Good football was hard to find at EverBank Field, but at least it was predictable football. The Bills, losers of 18 straight games when trailing going into the fourth quarter, made it 19 games. The Jaguars, winners of all eight games when Blake Bortles did not throw an interception in 2017, made it nine with their 10–3 victory.
Like much of this season, Jacksonville didn’t need much from Bortles—other than to not make any mistakes. He had more rushing yards than passing yards in the first half, where he looked scared and too conservative in the air. He tallied six first downs via passing and six with his legs in a 12-for-23 performance that featured 87 passing yards and 88 rushing yards on Sunday.
Half of Jacksonville’s wins this season came in games where Bortles had fewer than 20 completions, including two wins with games of eight and 11 completions. They haven’t needed much from Bortles other than begging him to not turn the ball over, something Tom Coughlin said early in his return to Jacksonville when faced with the fact that Bortles’s 63 turnovers since entering the league led all players.
Bortles responded this season with a career-low 13 interceptions this season, and he had only four games with multiple picks. The Jaguars went 8–0 in 2017 when Bortles threw no interceptions, and only one of those games was decided by one possession.
And where it counted the most, Bortles never made too costly an error. Including Sunday’s one-yard touchdown toss on fourth-and-goal, Bortles had 19 TD passes and zero interceptions in the red zone this season.
“It shows who Blake is,” Allen Hurns said. “No matter what happens he finds a way. No matter what happens during the course of a game, he has that belief that he can go down and lead us on any given drive. He wasn’t able to get it done in the passing game, but that’s on all of us. He made a lot of plays with his legs to continue drives.”
For Buffalo, the team was hampered by dizzying play calls from the staff and lack of aggression from Tyrod Taylor—two things that have plagued them all season.
The Bills’ final two first-half drives ended with puzzling throws by Taylor and even more puzzling play-calling from offensive coordinator Rick Dennison. On the second-to-last drive of the first half, a heavy dose of LeSean McCoy in the pass and run games carried Buffalo to the red zone, and after stalling at the three-yard line the Bills were set to kick a field goal. But the Jaguars lined up int he neutral zone, gifting the Bills the ball at the one.
Rather than punching it in with McCoy or human-bowling-ball Mike Tolbert, the Bills opted to throw to Kelvin Benjamin, who was going against top corner Jalen Ramey. At 6' 5", Benjamin has never been subtle about contact, and he was flagged for offensive pass interference to take the Bills back to the 11. Buffalo took another loss and by third-and-goal from the 13, Taylor sailed the ball past the only player who actually was covered. The Bills settled for three points instead of six.

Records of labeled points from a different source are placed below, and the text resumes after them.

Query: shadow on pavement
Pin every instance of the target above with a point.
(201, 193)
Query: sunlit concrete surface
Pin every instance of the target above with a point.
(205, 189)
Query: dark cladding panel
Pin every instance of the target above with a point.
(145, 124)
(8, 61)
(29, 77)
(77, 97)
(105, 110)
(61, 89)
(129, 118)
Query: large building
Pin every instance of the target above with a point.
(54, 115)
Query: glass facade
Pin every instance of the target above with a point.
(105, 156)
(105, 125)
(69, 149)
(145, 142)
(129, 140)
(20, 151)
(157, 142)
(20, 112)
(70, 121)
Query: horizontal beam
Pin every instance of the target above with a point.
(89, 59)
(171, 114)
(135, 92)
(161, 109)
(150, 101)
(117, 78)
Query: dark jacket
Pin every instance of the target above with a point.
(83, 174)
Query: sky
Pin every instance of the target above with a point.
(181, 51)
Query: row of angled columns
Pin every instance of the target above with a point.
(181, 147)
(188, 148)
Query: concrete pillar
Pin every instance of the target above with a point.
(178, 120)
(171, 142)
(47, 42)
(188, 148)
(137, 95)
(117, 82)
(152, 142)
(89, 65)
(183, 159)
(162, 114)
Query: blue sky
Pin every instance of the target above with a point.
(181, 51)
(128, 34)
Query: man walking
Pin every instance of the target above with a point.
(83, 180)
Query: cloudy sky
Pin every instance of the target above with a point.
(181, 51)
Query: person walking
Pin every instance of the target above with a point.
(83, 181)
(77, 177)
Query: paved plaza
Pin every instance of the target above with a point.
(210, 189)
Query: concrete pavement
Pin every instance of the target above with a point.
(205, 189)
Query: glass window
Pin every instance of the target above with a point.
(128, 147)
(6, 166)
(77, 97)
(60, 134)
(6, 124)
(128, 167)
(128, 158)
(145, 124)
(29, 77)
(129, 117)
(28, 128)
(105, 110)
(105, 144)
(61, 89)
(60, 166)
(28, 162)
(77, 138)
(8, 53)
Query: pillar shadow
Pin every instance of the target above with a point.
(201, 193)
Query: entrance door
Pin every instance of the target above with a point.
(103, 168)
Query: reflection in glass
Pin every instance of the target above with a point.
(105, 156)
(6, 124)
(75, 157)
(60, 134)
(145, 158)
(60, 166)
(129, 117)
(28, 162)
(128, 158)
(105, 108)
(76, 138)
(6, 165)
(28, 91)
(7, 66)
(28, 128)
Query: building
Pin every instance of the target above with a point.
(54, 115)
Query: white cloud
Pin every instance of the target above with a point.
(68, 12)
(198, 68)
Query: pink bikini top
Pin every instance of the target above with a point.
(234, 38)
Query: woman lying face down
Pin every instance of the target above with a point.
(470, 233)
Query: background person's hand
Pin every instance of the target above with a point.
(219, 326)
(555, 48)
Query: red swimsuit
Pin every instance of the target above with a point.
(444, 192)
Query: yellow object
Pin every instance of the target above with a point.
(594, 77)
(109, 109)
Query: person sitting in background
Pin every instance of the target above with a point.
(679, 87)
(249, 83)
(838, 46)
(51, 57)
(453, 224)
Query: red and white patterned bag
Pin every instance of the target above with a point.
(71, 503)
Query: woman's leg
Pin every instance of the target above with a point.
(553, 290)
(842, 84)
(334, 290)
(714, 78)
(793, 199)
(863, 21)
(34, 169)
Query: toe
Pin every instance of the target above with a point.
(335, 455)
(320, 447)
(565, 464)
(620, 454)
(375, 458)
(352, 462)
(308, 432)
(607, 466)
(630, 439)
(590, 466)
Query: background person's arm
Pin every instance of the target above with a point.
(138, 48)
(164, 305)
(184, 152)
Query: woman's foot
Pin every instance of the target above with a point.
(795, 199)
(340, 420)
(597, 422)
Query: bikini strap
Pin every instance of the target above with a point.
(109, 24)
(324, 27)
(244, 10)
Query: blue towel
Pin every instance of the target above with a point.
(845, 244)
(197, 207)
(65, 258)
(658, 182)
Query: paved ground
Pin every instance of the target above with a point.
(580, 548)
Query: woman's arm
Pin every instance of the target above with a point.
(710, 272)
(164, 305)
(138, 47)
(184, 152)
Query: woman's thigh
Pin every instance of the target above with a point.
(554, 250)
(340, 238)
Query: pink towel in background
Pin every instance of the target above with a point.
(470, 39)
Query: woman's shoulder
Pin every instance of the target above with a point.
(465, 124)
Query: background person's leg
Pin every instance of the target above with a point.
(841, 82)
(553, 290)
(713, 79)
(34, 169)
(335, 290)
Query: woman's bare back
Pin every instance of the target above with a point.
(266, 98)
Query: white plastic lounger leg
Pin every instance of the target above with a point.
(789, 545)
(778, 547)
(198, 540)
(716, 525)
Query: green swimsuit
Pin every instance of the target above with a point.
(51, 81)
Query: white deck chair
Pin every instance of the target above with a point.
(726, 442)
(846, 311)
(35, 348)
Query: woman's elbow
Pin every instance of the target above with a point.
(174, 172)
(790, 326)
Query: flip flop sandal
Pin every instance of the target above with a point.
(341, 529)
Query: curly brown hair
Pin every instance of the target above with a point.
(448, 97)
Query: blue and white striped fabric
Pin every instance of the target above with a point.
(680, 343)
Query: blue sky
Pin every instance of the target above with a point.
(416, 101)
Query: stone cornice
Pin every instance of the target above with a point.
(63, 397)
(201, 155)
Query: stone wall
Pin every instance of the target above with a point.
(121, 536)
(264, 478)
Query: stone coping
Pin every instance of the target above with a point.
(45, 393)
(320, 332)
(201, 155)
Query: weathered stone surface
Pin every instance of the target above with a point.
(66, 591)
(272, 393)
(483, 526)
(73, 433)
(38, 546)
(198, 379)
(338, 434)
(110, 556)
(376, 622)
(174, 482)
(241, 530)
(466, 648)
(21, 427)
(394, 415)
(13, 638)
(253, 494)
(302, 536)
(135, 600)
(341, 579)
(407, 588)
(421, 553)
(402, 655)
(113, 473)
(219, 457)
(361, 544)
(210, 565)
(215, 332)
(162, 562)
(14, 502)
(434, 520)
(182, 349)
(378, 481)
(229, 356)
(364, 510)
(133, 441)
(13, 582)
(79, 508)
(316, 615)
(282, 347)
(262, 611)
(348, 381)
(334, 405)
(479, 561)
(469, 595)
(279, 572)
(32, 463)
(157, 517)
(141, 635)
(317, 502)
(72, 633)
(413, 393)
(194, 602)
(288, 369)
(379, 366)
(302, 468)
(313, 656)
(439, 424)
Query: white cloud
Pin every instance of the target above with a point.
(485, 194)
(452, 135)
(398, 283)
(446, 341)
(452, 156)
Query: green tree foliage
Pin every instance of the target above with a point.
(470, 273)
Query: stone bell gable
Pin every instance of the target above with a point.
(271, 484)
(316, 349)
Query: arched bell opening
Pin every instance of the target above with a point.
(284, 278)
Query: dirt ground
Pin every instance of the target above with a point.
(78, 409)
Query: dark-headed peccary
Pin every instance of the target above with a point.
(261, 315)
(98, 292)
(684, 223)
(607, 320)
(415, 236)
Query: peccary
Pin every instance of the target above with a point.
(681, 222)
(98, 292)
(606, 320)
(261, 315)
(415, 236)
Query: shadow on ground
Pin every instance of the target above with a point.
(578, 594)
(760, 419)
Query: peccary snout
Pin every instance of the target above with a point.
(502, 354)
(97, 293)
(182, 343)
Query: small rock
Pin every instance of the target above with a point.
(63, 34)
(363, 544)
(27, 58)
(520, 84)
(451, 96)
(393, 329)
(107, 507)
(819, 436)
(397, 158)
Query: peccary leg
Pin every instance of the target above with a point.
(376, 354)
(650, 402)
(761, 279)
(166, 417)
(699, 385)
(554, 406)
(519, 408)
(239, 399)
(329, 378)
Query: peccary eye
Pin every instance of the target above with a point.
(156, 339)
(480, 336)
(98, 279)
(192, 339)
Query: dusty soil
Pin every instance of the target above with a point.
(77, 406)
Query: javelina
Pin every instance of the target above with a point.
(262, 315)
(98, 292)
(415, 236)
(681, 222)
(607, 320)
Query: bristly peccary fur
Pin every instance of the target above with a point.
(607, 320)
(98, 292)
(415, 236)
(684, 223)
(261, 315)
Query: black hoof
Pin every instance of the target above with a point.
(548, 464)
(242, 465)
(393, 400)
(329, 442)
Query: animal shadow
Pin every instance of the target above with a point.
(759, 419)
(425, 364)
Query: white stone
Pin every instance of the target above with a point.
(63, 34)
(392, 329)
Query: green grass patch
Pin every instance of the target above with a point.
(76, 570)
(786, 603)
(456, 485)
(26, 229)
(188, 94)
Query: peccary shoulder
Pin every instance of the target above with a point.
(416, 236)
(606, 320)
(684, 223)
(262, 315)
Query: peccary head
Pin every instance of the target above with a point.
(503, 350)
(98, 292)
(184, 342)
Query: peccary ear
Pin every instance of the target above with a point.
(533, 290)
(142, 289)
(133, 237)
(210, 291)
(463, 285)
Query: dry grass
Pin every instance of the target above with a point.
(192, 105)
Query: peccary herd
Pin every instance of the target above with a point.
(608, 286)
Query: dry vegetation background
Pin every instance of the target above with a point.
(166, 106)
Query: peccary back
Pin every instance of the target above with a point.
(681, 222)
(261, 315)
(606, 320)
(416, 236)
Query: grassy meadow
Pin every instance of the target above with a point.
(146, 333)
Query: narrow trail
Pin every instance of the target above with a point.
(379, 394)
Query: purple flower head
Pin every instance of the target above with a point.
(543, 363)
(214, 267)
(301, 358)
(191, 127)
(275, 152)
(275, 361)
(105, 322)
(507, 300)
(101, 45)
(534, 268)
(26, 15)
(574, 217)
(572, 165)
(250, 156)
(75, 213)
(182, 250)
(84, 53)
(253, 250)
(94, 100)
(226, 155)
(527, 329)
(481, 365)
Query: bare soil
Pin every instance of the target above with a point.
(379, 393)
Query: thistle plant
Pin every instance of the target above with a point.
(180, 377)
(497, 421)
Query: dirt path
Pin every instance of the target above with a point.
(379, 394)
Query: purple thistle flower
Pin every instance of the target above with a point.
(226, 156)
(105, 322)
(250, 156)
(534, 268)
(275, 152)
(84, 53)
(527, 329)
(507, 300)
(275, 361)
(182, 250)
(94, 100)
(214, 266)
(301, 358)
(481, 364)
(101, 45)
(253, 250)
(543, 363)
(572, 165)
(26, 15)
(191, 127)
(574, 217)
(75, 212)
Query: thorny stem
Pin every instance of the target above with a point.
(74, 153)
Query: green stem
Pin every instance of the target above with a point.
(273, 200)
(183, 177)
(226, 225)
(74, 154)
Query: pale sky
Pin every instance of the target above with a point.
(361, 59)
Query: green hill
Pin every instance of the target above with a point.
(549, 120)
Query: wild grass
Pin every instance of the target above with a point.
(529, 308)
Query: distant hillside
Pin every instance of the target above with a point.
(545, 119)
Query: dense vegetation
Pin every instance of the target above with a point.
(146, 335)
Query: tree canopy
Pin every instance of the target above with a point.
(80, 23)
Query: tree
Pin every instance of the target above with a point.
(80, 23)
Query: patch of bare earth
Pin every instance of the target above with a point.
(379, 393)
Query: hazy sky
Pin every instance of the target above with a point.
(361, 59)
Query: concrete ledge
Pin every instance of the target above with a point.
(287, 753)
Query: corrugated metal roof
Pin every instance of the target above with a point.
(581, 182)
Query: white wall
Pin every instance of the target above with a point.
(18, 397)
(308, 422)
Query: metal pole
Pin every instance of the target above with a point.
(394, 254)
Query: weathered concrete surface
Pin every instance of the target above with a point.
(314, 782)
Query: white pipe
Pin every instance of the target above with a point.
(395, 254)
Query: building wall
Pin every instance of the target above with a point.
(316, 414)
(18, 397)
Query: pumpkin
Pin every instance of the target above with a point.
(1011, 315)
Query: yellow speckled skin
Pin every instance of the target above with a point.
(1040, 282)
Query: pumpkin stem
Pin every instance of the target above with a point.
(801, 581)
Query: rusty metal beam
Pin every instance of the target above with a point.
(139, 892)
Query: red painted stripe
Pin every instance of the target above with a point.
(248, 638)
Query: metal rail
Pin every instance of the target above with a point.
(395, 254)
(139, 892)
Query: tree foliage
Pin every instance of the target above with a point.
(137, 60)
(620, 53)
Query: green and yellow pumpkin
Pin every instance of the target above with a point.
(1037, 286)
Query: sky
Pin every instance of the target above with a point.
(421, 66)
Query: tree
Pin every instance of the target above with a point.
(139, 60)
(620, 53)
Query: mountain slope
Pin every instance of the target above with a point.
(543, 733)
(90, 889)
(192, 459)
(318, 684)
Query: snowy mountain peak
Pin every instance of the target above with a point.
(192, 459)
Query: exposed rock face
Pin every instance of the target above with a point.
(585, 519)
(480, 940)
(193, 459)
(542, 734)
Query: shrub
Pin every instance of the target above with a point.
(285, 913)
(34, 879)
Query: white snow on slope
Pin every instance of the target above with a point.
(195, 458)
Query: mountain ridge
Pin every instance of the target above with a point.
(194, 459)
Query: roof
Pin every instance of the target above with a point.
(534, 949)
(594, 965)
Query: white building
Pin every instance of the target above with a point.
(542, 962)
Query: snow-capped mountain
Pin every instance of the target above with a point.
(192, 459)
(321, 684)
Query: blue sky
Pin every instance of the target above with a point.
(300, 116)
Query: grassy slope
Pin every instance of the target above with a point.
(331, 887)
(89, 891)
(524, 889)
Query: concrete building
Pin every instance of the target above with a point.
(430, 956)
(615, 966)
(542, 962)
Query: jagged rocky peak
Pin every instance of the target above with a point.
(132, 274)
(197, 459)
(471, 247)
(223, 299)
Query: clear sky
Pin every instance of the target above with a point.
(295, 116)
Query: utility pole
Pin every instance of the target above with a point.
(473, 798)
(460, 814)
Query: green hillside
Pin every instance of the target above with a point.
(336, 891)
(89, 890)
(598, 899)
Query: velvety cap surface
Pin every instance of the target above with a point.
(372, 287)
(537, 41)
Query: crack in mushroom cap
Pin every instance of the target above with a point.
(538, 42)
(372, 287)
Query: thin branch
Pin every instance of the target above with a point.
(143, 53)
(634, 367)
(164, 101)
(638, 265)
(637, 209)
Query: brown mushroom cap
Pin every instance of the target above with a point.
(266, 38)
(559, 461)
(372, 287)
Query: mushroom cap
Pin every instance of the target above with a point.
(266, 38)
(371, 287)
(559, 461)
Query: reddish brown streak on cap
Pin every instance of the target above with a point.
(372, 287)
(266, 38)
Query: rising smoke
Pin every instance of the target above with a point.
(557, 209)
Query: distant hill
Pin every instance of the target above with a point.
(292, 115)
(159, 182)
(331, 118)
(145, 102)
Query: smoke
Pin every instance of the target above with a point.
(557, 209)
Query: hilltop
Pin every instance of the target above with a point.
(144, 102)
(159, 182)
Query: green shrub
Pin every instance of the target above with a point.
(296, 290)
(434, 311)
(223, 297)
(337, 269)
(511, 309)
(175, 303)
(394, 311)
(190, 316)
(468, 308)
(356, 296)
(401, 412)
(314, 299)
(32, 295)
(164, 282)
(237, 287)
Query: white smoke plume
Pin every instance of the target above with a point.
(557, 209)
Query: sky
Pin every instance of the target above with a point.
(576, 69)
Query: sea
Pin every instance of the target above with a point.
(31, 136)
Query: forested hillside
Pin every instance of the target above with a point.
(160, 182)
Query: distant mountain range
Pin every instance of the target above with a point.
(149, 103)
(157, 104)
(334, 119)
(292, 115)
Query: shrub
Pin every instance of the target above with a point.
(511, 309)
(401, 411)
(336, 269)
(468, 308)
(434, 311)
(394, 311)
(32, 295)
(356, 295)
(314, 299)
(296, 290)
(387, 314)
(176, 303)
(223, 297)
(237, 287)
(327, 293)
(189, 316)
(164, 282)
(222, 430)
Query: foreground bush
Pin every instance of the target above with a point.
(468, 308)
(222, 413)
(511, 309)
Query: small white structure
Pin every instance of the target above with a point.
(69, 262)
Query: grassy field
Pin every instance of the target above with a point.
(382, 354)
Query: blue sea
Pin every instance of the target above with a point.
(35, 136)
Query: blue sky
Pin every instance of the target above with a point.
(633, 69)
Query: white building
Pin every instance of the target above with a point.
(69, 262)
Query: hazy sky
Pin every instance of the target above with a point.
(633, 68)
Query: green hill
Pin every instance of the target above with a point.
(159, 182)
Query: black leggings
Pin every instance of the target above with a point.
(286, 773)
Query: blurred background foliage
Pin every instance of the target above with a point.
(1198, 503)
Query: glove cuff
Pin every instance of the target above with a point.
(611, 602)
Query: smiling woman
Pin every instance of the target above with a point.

“Yeah, you know, there’s some calls we want back. That’s probably one of them," head coach Sean McDermott said. "Just situationally right there more than anything.”
And on the final drive of the half, rather than rushing three times and forcing Jacksonville to use all its timeouts (or better, get the first down and go into halftime without a worry), the Bills opted to throw on second and third downs. Deonte Thompson dropped the second-down throw and Zay Jones was pushed out of bounds short of the sticks on third down.
Jacksonville took their two timeouts and let Bortles, miserable in the air all game no matter what the true wind conditions were, scramble twice to get into field goal range. Josh Lambo’s 44-yard field goal was good, knotting the game at 3–3—but the Bills could have very well been leading 7–0 at halftime, had there been more appropriate play-calling in those final four minutes.
Buffalo’s loss may signal the end of Taylor’s tenure as a Bill, as the team will surely look to upgrade the position in the offseason (he may look to get out after the Nathan Peterman fiasco, too). And for the Jaguars, a date with the Steelers looms next Sunday. It marks both a rematch of 2007 postseason victory in Pittsburgh and October’s 30–9 shellacking at Heinz Field where Ben Roethlisberger threw five interceptions.